Do we just have to run more water through, have we installed it wrong, are the new membranes not working properly?

Any ideas are most welcome.

Thanks
 
Typically an RO membrane is not fully hydrated until it has been in use for 2 weeks. It doesn't need to be in continuous use but it should be run for a few hours and allowed to stay wet. Even 6ppm is a very good result from an RO, 0 or 3 is exceptional. I think the cause of the algae is probably not the source water, more water changes and cleaning of the tank should reduce it, what kind of algae is it? It is also possible the tap water has more pollution if it rained recently, silicates and some minerals are not removed well by RO. Do you know what kind of membrane it is that you have? We have used 2 brands, GE Osmonics and now we use DOW Filmtec, the DOW is the newer one and generally the best that is available.
 
We had a big hair algae problem (green, black and red), some neomeris, some red algae....generally just lots and lots of it but mainly green hair algae. We have cleaned up about 90% of it manually and slowly the snails are doing the rest.

I think it was a combination of too much light, too much food (the neighbours were feeding over the holidays) and no water changes for 2 weeks but we also wanted to make sure the water quality was as good as possible.

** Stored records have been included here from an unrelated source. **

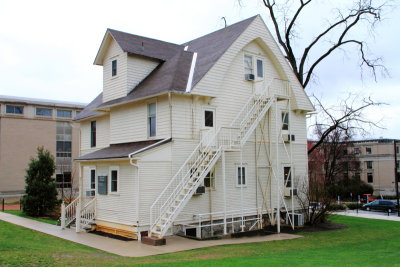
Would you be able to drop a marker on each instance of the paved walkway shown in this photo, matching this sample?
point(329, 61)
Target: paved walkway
point(133, 248)
point(370, 215)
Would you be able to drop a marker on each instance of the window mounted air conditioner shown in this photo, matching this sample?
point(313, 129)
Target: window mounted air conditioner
point(298, 219)
point(200, 190)
point(288, 192)
point(287, 138)
point(249, 77)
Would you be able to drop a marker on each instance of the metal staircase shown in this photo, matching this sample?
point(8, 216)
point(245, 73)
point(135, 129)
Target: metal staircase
point(203, 158)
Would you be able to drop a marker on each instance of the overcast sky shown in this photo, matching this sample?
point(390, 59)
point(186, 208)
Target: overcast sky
point(47, 48)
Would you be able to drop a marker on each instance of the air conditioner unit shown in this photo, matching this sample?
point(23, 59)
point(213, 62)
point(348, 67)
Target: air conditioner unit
point(287, 138)
point(298, 219)
point(249, 77)
point(200, 190)
point(288, 192)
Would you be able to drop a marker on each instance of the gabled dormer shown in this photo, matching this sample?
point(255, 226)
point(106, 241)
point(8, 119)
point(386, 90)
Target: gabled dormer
point(127, 60)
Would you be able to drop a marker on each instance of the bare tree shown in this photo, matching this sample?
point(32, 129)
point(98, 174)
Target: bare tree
point(337, 33)
point(348, 115)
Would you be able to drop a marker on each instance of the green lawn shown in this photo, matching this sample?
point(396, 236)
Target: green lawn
point(365, 243)
point(20, 213)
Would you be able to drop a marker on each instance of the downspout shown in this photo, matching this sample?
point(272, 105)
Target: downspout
point(139, 236)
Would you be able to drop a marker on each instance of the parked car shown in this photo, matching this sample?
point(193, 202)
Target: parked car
point(385, 205)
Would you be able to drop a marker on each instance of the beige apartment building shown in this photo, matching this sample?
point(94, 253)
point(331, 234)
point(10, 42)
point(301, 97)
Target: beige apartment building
point(377, 159)
point(26, 124)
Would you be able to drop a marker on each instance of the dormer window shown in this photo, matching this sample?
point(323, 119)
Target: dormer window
point(151, 122)
point(114, 67)
point(260, 68)
point(248, 65)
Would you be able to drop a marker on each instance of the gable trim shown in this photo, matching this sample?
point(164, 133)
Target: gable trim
point(191, 73)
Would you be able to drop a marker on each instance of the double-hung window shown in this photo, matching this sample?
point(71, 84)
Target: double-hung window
point(93, 181)
point(114, 179)
point(114, 68)
point(287, 174)
point(241, 175)
point(260, 68)
point(45, 112)
point(61, 113)
point(285, 120)
point(11, 109)
point(248, 65)
point(93, 133)
point(151, 119)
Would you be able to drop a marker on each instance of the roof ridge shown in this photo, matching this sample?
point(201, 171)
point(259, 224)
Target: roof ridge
point(141, 36)
point(225, 28)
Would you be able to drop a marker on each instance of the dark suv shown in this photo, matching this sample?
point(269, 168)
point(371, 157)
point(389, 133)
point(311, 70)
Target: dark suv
point(385, 205)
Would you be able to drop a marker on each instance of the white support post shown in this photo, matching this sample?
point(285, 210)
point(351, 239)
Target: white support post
point(278, 204)
point(78, 217)
point(224, 185)
point(63, 215)
point(241, 187)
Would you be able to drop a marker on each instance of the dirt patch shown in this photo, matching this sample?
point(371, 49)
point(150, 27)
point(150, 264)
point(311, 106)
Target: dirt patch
point(328, 226)
point(112, 236)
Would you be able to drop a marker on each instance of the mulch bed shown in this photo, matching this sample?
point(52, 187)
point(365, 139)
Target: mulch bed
point(328, 226)
point(10, 207)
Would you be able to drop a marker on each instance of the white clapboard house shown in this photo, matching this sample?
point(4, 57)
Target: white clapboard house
point(200, 139)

We have and AquaPro Pure RO System (the LFS did not have any Tunze ones available). We have changed two of the 3 membranes : Dirt and Sand Reduction and Taste and Odour Removal. We have a 3rd membrane that we did not change; just didn't think to ask the LFS why we shouldn't change it and have only now thought of it to be honest (feeling a bit stupid).

You are the first person to say that we need to wait a few weeks though - which sounds hopeful.

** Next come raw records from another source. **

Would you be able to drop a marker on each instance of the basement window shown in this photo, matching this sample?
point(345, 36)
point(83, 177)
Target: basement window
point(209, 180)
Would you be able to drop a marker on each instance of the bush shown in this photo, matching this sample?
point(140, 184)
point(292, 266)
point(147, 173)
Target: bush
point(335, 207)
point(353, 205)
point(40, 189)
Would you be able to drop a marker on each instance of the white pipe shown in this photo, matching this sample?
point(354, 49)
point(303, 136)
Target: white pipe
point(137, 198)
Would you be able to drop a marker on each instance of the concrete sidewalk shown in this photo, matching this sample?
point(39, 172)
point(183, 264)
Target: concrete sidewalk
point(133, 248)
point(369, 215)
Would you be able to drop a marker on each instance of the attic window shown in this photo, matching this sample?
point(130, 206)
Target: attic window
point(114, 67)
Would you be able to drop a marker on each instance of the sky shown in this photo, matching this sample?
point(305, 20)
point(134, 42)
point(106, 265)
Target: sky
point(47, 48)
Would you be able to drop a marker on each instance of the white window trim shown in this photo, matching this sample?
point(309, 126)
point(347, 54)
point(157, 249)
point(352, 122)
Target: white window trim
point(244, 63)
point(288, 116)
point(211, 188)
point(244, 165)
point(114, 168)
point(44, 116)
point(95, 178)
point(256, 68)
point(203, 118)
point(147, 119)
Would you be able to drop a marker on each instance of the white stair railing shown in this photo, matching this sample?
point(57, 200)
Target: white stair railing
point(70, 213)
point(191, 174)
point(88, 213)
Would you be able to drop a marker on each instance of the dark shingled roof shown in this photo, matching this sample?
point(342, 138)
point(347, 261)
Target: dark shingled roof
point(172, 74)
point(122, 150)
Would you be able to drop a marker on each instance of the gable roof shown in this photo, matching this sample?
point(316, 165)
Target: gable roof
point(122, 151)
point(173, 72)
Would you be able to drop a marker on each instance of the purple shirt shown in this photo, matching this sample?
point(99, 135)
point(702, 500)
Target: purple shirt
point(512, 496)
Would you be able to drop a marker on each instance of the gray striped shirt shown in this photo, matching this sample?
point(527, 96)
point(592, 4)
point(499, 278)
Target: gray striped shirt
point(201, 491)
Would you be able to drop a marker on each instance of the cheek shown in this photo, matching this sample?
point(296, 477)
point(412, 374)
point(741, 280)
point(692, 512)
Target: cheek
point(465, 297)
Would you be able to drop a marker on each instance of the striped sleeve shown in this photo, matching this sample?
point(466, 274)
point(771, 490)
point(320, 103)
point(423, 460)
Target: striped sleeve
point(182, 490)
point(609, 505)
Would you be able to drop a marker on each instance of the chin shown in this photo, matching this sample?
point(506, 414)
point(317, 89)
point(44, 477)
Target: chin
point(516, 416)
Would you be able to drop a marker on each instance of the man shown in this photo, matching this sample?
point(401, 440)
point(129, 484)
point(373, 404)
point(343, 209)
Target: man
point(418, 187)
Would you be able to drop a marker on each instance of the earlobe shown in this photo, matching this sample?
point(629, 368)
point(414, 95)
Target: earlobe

Our input TDS is 284 (or thereabouts, it can go up to 330), and our output is now sitting at 019 which is a big increase from the 004 we had yesterday (it decreased from 006).

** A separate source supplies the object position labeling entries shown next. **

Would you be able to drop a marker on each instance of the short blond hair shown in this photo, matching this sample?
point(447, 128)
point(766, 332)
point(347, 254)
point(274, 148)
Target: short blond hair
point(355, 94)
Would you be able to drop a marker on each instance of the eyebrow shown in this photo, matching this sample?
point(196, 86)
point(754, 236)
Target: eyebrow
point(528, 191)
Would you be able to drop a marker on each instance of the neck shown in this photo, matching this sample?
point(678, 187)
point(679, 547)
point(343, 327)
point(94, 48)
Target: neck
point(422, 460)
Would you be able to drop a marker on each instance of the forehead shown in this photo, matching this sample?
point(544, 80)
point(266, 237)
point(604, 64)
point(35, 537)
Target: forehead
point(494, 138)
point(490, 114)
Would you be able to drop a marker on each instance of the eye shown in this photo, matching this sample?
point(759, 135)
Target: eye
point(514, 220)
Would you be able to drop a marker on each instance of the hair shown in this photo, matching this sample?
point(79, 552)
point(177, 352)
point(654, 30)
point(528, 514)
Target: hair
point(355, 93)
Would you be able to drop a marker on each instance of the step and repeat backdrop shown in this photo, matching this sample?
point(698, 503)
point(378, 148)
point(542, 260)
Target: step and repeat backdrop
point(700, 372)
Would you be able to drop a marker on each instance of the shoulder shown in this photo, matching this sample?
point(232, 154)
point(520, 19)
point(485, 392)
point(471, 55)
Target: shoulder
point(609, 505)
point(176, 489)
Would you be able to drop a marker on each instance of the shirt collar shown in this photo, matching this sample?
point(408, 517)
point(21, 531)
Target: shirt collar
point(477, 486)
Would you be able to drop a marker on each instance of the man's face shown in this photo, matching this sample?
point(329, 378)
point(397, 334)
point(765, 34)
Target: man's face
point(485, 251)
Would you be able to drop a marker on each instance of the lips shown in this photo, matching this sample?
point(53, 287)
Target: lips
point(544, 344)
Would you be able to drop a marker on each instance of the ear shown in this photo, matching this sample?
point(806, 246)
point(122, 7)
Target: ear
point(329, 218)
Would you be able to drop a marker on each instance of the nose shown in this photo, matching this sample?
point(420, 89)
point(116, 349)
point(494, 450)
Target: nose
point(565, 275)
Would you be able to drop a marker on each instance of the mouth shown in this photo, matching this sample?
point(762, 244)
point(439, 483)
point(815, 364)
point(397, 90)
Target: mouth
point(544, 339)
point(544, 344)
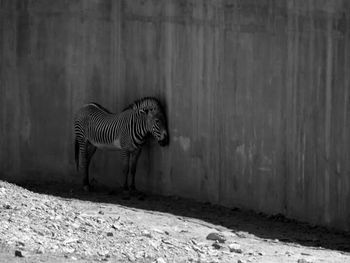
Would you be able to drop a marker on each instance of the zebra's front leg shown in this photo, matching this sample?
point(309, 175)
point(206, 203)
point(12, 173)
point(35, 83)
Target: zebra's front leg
point(133, 163)
point(87, 150)
point(126, 157)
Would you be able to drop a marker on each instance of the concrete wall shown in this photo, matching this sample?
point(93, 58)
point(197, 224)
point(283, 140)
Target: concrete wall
point(256, 92)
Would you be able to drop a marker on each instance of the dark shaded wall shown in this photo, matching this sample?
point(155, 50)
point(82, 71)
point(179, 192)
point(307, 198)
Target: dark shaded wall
point(256, 92)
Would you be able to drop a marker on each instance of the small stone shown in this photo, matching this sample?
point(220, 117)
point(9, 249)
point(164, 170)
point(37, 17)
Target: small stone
point(216, 245)
point(40, 250)
point(19, 253)
point(146, 233)
point(160, 260)
point(115, 226)
point(140, 254)
point(216, 237)
point(68, 250)
point(7, 206)
point(235, 248)
point(302, 260)
point(103, 253)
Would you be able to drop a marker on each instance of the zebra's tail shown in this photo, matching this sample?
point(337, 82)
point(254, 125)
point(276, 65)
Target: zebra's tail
point(77, 153)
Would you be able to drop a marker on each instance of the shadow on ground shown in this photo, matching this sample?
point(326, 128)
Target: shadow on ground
point(271, 228)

We are thinking of installing a DI part of the system, or replacing the whole thing for an RO/DI system that can keep up and will give excellent results. Which Tunze one would you recommend?
 
My experience with hair algae is high pH and KH will kill it over a few months. Probably the food decomposing lowered the KH and pH and also added nutrients. Try to keep a KH of 12-14 dKH for a few months. It sounds like you changed the carbon and not the membrane. The carbon only removes the chlorine and some pesticides and contaminants from water but not nitrate and phosphate and silicate. You would need a new membrane, 8550.510 to improve the TDS, but your results aren't bad, I wouldn't change it if TDS on output was less than 25. DI is not necessary, I would only use DI for the first fill of a new tank. DI mainly removes silicate that the membrane does not, but you have no diatoms and I don't think it will help for small water changes and top off. We do have a refillable DI it is part 8550.600. The main reason to use DI in my opinion is to prevent diatom problems in a new tank.
 
So many conflicting opinions.

Some guys on here would not use water that has a TDS of more 003 and insist on using DI. And everytime you post an algae problem it is blamed on not using RO/DI water. Are they just being over cautious?
 
I would always use RO, RO removes 92%+ of most contaminants but only about 80% of silicate. DI though to me seems like a big expense to remove the remaining 10% and if that is the only nutrient going in the tank and you change 10% it is such a small amount that the algae might have food for 1 or 2 days.
 
Just curious another big question for me orther than what is the customers water souce for hair algae is what is your Phospahate in the tank testing at? High phosphates are usually a common cause, but tanks with large amounts of hair algae can be "tricky" as they at times will actually test low for PO4 as the algae has bound it up.
 
Hi Shawn , Actually thought I had answered this.

At first we were testing 0 for Phosphates but then on removing 95% of the Hair Algae by hand we started testing at 0.1 for Phosphates. I think the GHA problem came about over the holidays through a combination of too much light (8 hours per day), too much food (neighbours were feeding) and no water changes (we were in Scotland for Christmas). We are still testing high for Phosphates and that is because we cannot do enough water changes (still waiting on the part being delivered for the RO system).

Once I have the new membrane I'll be doing about a 50% water change over the course of 5 days to see if we can bring down the phosphates. I have reduced the light to 5 hours, feeding to every two days.